Y luego la noche... tal vez esa historia
de nuevo repetida, sus paseantes, sus silencios,
y la lluvia por las fachadas, los árboles,
los pasos... La noche de soledad al parque
y el taconeo incesante de estatuas, de amantes
que se abrazan en los rincones del aire, la noche
que arranca de mí mis estrellas, mis sueños
y asemejan un vértice de vida, un elemento
singular, sutil, un paisaje de avenidas...
tan solitarias, tan grises, tan ocultas como el espacio
donde todo confluye, abismo de vocablos
horizonte de espera, noche, al fin, de silencios.

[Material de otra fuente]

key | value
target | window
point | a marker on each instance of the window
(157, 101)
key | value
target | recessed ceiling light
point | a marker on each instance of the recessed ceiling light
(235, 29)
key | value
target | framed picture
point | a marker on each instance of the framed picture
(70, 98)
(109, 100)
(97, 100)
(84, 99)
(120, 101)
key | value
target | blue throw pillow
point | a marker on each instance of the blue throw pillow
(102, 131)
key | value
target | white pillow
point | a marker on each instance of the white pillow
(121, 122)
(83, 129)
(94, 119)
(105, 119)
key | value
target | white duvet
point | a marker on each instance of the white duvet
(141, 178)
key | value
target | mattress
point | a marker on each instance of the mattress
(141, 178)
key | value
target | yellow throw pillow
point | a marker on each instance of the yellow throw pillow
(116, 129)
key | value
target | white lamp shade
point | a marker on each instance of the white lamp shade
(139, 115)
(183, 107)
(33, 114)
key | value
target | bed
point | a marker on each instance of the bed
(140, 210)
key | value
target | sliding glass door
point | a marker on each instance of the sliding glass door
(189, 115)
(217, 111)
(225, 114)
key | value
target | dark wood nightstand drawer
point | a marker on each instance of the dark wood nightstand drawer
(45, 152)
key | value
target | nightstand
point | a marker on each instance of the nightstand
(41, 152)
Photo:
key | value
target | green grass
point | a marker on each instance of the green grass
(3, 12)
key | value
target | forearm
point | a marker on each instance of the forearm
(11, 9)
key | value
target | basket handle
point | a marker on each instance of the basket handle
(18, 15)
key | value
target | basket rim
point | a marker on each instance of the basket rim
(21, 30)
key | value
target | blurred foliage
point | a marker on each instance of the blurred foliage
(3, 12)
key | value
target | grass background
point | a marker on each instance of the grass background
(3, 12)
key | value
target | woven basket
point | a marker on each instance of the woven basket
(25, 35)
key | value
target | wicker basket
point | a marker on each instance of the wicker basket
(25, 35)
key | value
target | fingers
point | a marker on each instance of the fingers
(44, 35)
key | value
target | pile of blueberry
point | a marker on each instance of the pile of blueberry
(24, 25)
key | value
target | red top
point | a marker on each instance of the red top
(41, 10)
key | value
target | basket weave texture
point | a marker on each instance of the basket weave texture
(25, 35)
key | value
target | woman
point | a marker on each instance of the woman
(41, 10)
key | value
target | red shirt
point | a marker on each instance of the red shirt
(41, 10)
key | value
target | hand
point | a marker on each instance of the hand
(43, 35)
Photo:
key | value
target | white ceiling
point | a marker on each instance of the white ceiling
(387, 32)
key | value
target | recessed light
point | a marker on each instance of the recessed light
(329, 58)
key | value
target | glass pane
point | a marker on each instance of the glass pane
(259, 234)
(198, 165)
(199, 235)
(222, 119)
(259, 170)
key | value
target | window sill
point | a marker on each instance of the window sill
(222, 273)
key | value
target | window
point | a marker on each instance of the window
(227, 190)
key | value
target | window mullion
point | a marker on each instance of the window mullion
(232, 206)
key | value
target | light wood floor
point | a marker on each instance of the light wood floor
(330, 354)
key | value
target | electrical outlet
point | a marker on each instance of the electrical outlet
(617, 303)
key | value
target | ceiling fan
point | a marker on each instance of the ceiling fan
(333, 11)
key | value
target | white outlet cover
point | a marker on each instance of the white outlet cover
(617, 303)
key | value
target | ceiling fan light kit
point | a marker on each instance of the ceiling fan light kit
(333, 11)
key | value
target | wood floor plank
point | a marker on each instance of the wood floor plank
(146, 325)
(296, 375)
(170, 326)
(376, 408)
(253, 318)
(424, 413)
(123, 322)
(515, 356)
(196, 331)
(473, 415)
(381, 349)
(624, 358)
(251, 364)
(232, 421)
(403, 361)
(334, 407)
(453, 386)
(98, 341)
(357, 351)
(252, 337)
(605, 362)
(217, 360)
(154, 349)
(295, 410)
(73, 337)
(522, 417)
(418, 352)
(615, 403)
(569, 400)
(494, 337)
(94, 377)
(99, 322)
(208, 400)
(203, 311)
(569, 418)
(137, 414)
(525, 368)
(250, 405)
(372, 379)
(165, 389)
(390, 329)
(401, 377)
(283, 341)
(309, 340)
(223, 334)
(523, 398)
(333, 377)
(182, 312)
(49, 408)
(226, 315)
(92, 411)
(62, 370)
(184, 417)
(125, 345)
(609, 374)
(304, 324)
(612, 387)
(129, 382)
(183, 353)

Y más tarde el equilibrio de la oscuridad completa,
el café humeante y la mirada a través del cristal
el viento de los árboles, el frío, el paseante
que gabardina a los hombros cruza solitario
y quizás tararea la última melodía de amor...
De mármol, de acrisolado y blanco esmalte
de párpados hundidos, de rostro dulce como miel
de un desierto, viene una vez más la noche,
una victoria más, un día más, a la ciudad
y resurge un concierto de ríos plateados, un murmullo
de músicas y silencios, sobre las ventanas
encendidas, donde algún sueño viaja...
Noche que sabe a melodía de piano de café,
a llanto, a cicatriz dolorida, a pasto de olvido
a dominio que se recrea por los años, como
la madreselva por los claustros y las fachadas
de los palacios y torres, crisol para soñar,
yunque de platero, péndulo de eterno giro sobre sí mismo.
Celestial y única noche, amante perfecta,
acudiendo a la cita viajera del tiempo y, sometida,
al engranaje perfecto del reloj del tiempo.
Noche redonda y única, tan distinta, tú,
a las demás porque ya han sido y a las que han de venir.
Y luego la noche... que aprendió a llegar y a quedarse
como un viajero más, pasajero del tiempo...
También la falsa y larga noche de los sin esperanza,
pero noche al fin sin adornos ni músicas,
sin péndulos ni horas, sin vocablos ni signos,
callada noche de alturas y nieves, de alcobas
y lunas. Noche, al fin, del alma, oscura y fría.